My flawless Pam Beasley inspired fast, fast, fast race plan for last Saturday's Soldier Field 10 mile didn't exactly pan out as planned. The race turned into more of a fast, doddle, scoot kinda day for me.
Sometimes PR's and finish times just don't do race day justice, and the 2012 Soldier Field 10 Mile last Saturday was just that for me. This race offered confirmation for me that not only am I a wuss to running in heat and freezing cold temps, but I'm also a mental mess when it comes to racing into the wind. Basically I'm learning that my best races come only on partly cloudy days with temps in the high 50's to low 60's where there is no wind and my legs and stomach feel awesome...so pretty much once in a blue moon.
I toed the line on Saturday morning ready to hit this 10 miler hard. Temps decided to play nice that morning and the legs felt pretty rested and ready to turn it on and hit my goal pace of 6:25-6:29 miles. As I stood at the start, I had no idea that there were some fairly strong winds coming off the lake and pegged the conditions perfect for a finish under 1:05. When I should have been mentally pumping myself up to compete before the gun went off making myself aware of my surroundings, instead my mind was just off in la-la land about how it wasn't 90 degrees and sunny out like the week prior.
When the gun went off I tried to start out controlled and had the intention of clocking 6:40 for Mile 1, but the course wove through a tunnel where my garmin lost signal. At that point in time I decided to just run by feel and not look at my watch until the 3 mile marker. Just after mile 2 I realized there was a fairly strong wind at my back that was helping me settle very comfortably into a 6:20 pace for those first 3 miles. I felt relaxed and completely controlled and even started thinking that there was a small chance that I could squeeze in just under 1:04 and wiggle my way down to the top 5 women.
|Photo courtesy of Charlyn|
As the miles clipped on with the wind at my back, I begun to slowly realize around mile 4 that the wind that seemed to be guiding me along on the way out was going to be blowing directly in my face for the 5 miles back right off the lake. Even before I got to the 5 mile marker I had already begun to acknowledge how much the wind was going to suck the life out of me and justified slowing my pace a bit. The first 5 miles I was running with some dude that was shooting for the same finish as me. As we turned into the wind, he was holding steady at 6:30 and I begun to let myself drop back. He turned back for a second and basically told me to get my act together and get up with him. Instead of saying "okay...you're right. I'm not a pansy and I can run with the boys" I said "I don't know how to race against the wind".

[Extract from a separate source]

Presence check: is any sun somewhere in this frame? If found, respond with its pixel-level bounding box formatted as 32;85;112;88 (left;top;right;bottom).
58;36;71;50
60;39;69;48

|Photo courtesy of Charlyn|
I don't know how to race against the wind???
What? Who says that?
Before I even was experiencing the challenge I had already begun to make excuses and told myself that the wind was going to slow me down. At the half way point my split was 32:23 where my pace felt manageable for the remaining 5 miles, but as I begun to battle the fairly strong winds coming off the lake my pace drastically slowed. My mind begun to stray like crazy where the only thoughts I seemed to be processing all had to do with the wind.
This wind is eating my quads alive.
This wind is sucking the life out of me.
There isn't anyone or thing to even draft off of.
I can't keep my pace when these gusts are blowing me all over the place.
Blah blah blah.
I lost it all in the mind, and that is a tough pill to swallow. I had no post race soreness, no aches, and I wasn't really even tired afterwards. I actually felt like I could have pumped out another 10 miles at 7 minute pace right after crossing the finish line, which is never a good sign.
Still managed a 57 second PR, but I also allowed myself to pick up 2 minutes in the back half as I mentally checked out, and those 2 minutes are a tough reality to face. All and all, this wasn't a terrible race and my finish time is still a PR for me. But when you know that you ran a race like a putz mentally giving in at the half way point and walk away from the finish line feeling like you've still got a full tank of gas, it's like shooting yourself in the foot. Not every race is going to be amazing and produce a PR that leaves you feeling like you can do anything, and that goes for all runners. Professional or amateur.
I would love to walk away from this race proudly saying that I earned those 57 seconds, but I don't want to ignore the fact that I'm capable of running a race 10x better then the one I produced. Instead this PR will serve as a gentle reminder that even though I've made baby steps as an athlete in the past year, there is still a lot more work for me to put in to achieve my goals. Being a running rockstar will never come easy.
But now I know that it's time to step up my mental game.
If I want to run with the big dogs, gotta start thinking and racing like the big dogs.